Anomaly types: cross_cluster_convergence (3+ clusters across ≥ 2 regions converged to the same non-initialization phase), systemic_drift (>50 % of observed clusters show drift indicators), cluster_divergence (cluster interaction_count >3× region average).

Idempotency

Semvec ≤ 0.6.1 does not implement an Idempotency-Key header. Side-effecting POSTs (/v1/run, /v1/store, /v1/session/create, /v1/cluster/* writes, /v1/region/* writes, /v1/observer/*) are processed at-least-once: a client retry after a network timeout will re-apply the side effect.

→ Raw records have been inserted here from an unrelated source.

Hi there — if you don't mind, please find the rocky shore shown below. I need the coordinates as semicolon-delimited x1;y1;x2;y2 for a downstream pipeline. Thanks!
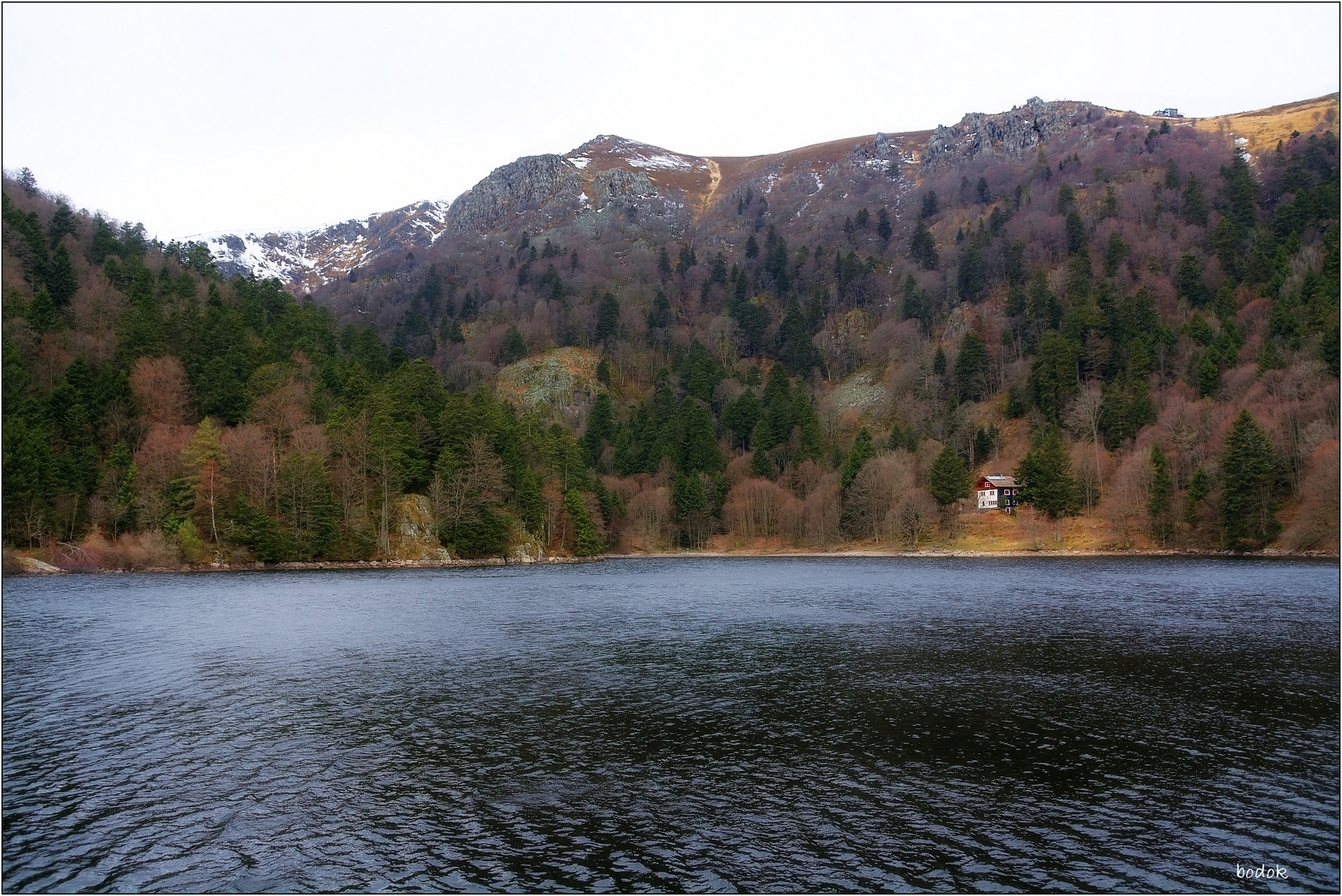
4;548;1338;577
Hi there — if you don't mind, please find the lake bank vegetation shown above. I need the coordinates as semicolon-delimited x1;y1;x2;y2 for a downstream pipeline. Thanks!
2;108;1340;569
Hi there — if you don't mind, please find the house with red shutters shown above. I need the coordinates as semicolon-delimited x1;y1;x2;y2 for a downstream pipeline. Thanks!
974;476;1020;514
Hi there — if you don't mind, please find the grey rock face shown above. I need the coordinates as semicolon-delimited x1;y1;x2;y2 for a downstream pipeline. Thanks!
592;168;661;209
447;154;583;236
923;96;1103;166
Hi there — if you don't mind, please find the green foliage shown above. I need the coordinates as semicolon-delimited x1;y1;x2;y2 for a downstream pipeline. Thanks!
955;330;988;401
1029;331;1081;422
1221;411;1281;550
750;450;778;479
564;489;605;557
1183;174;1207;226
1146;441;1174;546
1016;428;1081;520
500;324;526;368
839;426;876;491
927;446;972;507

Mitigations the operator owns until native support ships:

  • Generate session / cluster / region IDs client-side (UUID v4) and pass them in the request body where the schema accepts it. The server is (license_subject, id)-unique, so a retry with the same explicit ID returns 409 / 200 deterministically instead of creating a duplicate.
  • For /v1/run and /v1/store, hold a short-lived (session_id, content_hash) dedup map on the client and skip the retry if the previous attempt already completed.
  • Idempotency native support is on the roadmap — track via the GitHub issue tracker.

Audit events are not exposed via REST in semvec ≤ 0.6.1. Compliance routes (semvec[compliance]) exist internally but no /v1/audit/* HTTP endpoint is registered. Query the audit_log table directly via DATABASE_URL, or use the semvec.audit Python API (audit_log, audited) for programmatic access.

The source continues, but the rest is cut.